Lorna Bishop was born at the Bath Royal United Hospital in its NICU ward just over ten years ago.

Her parents Tracey, 29, and Andy, 36, from Woodlands Road, Chippenham, can vividly remember their months in the unit back in 1997 and say that it is about time the ward was updated.

Lorna was born weighing just 1lb 13oz on July 15 1997, after Mrs Bishop went into labour nearly four months early.

She said: "We went to Malmesbury and within half an hour I was taken straight to Bath. I was shocked and scared but we didn't know what brought it on or why she was early."

After four months in the neo-natal intensive care unit Lorna was sent home to make a full recovery but just after her first birthday she was diagnosed with cerebral palsy.

Mrs Bishop, who also has another daughter, Amelia, aged seven, said: "It was a year until she was diagnosed because she wasn't crawling at the right age.

"The doctors were worried about it and they got me in contact with the paediatrician. It was a big shock and we just didn't know what to think.

"The staff helped make things less stressful by talking and explaining it all to us. They answered all our questions."

Even though statistics show that the number of premature births have increased since 1997 Mr and Mrs Bishop say that the unit was overcrowded back then.

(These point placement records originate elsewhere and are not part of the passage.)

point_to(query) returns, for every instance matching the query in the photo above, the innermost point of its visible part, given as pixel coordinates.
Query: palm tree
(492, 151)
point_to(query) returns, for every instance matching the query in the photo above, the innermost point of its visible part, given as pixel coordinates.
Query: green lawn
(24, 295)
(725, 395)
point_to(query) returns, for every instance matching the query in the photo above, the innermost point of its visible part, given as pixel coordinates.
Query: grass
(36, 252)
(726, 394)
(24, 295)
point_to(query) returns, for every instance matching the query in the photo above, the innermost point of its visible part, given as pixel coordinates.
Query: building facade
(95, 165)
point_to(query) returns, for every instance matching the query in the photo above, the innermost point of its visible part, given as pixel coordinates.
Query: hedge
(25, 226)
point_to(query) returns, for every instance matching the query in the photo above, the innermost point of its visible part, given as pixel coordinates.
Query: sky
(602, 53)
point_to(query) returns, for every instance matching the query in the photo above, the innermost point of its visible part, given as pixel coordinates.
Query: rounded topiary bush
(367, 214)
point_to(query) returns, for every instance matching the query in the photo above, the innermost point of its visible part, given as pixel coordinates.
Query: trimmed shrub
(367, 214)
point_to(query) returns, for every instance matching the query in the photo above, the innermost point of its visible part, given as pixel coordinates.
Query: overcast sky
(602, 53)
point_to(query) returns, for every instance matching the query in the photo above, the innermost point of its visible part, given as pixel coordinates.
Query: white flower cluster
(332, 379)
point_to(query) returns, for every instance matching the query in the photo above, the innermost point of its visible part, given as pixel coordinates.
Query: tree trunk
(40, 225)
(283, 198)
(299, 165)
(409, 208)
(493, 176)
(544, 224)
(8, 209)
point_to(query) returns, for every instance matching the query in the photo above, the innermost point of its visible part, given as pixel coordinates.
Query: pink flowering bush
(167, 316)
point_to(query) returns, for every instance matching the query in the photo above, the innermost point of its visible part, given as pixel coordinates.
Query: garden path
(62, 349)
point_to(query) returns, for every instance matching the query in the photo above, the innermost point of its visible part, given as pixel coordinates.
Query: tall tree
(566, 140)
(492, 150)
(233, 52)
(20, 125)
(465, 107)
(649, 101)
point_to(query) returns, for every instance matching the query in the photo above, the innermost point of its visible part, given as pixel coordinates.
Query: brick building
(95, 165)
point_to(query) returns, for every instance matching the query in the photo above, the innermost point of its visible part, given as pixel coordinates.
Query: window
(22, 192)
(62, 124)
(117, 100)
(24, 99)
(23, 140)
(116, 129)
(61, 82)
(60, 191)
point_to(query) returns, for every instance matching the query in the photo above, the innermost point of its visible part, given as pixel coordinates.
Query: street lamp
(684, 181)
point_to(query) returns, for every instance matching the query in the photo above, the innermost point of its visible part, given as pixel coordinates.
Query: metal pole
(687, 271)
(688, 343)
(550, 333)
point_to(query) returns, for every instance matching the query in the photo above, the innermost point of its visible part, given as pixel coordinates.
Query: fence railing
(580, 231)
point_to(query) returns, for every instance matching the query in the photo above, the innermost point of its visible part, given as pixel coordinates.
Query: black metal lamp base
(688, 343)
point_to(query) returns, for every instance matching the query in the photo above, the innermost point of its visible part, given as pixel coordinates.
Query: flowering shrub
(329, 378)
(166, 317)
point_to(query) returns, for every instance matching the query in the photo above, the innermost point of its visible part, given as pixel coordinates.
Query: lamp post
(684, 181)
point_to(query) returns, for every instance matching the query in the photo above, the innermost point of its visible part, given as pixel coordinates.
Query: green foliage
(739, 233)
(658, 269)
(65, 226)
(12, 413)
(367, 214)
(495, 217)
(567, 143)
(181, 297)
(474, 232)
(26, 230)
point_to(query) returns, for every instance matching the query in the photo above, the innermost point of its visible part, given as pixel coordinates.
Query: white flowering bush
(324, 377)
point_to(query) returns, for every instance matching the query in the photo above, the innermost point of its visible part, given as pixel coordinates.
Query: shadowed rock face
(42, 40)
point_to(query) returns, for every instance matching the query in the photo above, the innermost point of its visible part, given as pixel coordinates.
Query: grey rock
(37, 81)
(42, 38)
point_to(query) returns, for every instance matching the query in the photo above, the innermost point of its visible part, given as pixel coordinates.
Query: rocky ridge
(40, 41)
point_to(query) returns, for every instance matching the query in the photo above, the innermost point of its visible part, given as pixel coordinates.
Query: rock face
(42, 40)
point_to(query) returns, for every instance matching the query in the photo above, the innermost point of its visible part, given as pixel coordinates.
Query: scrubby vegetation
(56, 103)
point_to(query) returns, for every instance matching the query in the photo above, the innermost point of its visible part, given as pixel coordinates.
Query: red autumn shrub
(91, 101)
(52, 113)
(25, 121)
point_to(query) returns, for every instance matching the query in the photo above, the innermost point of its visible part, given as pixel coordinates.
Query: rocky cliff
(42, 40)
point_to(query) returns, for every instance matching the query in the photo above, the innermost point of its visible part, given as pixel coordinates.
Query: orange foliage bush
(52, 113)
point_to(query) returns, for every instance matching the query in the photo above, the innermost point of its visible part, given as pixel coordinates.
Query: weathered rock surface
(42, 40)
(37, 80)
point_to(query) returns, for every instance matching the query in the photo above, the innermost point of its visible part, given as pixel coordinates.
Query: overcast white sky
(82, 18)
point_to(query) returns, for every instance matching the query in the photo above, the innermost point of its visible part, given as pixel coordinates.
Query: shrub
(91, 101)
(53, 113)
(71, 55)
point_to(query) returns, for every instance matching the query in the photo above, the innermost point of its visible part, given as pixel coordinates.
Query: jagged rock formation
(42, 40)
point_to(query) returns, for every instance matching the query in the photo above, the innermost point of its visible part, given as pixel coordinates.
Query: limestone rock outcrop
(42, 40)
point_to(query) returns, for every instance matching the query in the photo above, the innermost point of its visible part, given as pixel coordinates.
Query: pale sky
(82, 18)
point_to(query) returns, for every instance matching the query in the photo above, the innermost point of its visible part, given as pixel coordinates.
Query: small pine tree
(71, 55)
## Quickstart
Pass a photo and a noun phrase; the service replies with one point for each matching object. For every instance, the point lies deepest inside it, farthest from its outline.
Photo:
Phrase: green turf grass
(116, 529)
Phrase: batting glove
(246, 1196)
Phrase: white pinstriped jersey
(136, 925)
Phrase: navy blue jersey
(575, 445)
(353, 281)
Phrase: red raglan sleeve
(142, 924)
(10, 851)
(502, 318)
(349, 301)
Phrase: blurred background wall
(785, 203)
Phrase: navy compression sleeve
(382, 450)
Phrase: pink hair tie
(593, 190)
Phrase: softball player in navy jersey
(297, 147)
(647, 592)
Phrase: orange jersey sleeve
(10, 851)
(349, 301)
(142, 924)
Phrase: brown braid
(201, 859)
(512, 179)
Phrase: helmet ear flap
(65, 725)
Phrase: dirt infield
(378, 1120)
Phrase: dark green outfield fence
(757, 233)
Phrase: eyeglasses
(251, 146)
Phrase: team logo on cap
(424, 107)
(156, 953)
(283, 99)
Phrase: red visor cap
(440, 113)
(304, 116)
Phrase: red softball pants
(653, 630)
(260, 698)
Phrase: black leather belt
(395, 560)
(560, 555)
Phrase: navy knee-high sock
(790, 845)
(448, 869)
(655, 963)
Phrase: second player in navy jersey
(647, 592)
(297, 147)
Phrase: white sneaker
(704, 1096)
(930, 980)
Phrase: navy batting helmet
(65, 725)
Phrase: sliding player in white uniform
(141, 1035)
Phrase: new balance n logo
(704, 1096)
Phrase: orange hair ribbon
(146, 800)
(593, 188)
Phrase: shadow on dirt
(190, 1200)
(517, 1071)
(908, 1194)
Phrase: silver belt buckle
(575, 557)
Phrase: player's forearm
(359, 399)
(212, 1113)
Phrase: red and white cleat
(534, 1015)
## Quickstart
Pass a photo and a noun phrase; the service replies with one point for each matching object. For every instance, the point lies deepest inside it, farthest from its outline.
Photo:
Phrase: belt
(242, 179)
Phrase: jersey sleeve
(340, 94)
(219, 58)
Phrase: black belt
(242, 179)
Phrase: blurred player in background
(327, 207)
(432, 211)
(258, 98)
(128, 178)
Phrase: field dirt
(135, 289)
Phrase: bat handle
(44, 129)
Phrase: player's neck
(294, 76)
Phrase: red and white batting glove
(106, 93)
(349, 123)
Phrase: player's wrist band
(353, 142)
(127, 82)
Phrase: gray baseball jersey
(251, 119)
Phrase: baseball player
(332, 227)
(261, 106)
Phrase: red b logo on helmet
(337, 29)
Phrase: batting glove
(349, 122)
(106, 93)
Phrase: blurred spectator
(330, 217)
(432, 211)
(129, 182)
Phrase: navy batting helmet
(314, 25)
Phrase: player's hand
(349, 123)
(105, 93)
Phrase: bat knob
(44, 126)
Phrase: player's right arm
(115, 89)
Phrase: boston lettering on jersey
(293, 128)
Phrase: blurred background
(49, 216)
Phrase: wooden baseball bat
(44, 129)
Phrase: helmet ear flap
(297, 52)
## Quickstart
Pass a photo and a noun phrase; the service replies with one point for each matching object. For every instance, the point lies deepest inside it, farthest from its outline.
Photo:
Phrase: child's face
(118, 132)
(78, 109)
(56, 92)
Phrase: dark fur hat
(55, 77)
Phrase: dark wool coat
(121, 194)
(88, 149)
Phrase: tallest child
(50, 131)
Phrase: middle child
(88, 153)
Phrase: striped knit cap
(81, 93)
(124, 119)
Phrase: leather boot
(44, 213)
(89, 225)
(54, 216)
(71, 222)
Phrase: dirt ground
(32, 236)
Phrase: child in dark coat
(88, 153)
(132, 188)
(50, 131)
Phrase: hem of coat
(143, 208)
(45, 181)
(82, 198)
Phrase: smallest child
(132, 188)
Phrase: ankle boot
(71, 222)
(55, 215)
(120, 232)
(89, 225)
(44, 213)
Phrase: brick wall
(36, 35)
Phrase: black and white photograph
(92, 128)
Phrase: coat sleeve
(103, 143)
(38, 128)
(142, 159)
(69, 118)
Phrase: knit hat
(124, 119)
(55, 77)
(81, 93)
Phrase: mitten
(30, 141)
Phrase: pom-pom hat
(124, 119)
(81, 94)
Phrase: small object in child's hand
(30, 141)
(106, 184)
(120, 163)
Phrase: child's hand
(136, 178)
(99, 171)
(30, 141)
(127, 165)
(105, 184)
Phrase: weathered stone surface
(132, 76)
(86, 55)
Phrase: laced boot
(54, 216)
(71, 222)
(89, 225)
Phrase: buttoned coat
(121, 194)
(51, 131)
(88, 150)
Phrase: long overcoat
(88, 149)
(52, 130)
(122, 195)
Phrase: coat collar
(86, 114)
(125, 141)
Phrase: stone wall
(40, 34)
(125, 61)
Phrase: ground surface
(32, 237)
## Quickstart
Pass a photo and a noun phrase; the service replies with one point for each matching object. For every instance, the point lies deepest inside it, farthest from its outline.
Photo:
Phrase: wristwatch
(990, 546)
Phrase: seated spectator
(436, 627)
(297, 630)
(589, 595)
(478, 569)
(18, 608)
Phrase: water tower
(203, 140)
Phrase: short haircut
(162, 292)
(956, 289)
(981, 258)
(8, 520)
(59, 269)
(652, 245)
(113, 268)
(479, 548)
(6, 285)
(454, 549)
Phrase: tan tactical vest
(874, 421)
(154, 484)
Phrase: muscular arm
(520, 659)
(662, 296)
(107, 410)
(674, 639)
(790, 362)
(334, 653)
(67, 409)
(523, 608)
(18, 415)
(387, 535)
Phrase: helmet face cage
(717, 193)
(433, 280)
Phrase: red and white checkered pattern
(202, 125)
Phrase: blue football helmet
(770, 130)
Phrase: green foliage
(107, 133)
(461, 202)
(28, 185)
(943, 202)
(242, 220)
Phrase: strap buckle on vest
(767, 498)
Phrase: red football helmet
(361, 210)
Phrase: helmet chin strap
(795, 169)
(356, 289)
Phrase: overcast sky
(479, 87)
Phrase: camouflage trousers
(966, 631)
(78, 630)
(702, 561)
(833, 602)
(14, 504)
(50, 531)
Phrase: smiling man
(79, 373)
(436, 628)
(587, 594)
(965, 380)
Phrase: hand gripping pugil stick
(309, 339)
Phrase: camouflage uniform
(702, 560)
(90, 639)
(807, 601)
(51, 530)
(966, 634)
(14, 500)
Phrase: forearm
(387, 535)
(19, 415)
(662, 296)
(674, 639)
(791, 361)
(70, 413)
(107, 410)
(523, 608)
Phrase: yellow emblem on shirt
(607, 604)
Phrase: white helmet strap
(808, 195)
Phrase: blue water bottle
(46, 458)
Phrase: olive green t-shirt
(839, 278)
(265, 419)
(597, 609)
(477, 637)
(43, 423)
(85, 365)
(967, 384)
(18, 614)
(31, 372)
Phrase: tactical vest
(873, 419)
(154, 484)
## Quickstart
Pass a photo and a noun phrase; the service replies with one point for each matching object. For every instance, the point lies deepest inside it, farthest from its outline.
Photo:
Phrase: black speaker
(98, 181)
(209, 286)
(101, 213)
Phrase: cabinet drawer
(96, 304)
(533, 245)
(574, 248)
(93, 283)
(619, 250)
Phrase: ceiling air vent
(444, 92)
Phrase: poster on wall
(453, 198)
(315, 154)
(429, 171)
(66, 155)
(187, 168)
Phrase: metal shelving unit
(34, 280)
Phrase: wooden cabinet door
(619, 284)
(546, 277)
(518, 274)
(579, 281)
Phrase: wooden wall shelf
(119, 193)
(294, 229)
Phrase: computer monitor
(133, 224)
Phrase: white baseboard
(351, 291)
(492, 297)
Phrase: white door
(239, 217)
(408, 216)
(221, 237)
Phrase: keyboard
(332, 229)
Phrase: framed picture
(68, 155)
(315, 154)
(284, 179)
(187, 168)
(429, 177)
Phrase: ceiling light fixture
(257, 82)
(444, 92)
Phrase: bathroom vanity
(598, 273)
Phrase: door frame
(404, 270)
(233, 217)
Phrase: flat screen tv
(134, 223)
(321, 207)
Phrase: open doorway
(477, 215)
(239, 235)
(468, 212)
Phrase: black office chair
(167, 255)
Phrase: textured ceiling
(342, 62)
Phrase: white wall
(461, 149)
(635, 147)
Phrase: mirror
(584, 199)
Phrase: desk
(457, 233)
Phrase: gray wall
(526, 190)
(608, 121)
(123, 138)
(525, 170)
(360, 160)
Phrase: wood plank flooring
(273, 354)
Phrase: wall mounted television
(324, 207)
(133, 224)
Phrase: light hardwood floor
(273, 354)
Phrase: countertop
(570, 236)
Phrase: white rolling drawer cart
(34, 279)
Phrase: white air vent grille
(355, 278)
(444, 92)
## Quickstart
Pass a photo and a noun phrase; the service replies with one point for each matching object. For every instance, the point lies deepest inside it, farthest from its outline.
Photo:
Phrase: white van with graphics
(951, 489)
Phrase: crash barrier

"It was small. There wasn't enough room or somewhere for the families to be private, especially when other mums and dads were in the room because there was four or five other incubators in there as well."

Mr and Mrs Bishop travelled to Bath every day by train to spend time with Lorna in NICU. Mrs Bishop said the staff made their situation easier to cope with.

"They were lovely and really helpful. We got to know them quite well. I can remember it quite clearly. I've seen some of the nurses around Chippenham and I still talk to the mums who I met there."

She added: "Family helped as well, they visited. There wasn't room but they came one at a time."

Lorna goes to St Nicholas' School in Chippenham because of her disabilities. Mrs Bishop said: "She loves it.

"She's confident now. School's helped her a bit. She can walk but not like other ten-year-olds and she's got a few words."

Lorna also has poor eyesight and suffers from epilepsy but it is not known if this is linked to her premature birth.

Mr and Mrs Bishop say they have already been encouraging both of their daughters' schools to help raise money for the Space to Grow campaign.

Mrs Bishop said: "We've asked Amelia's school to do a Ted's Big Day Out and St Nicholas' do something every year."

The Forever Friends Appeal needs to raise £4.5 million to build the new NICU ward. So far more than £600,000 has been raised.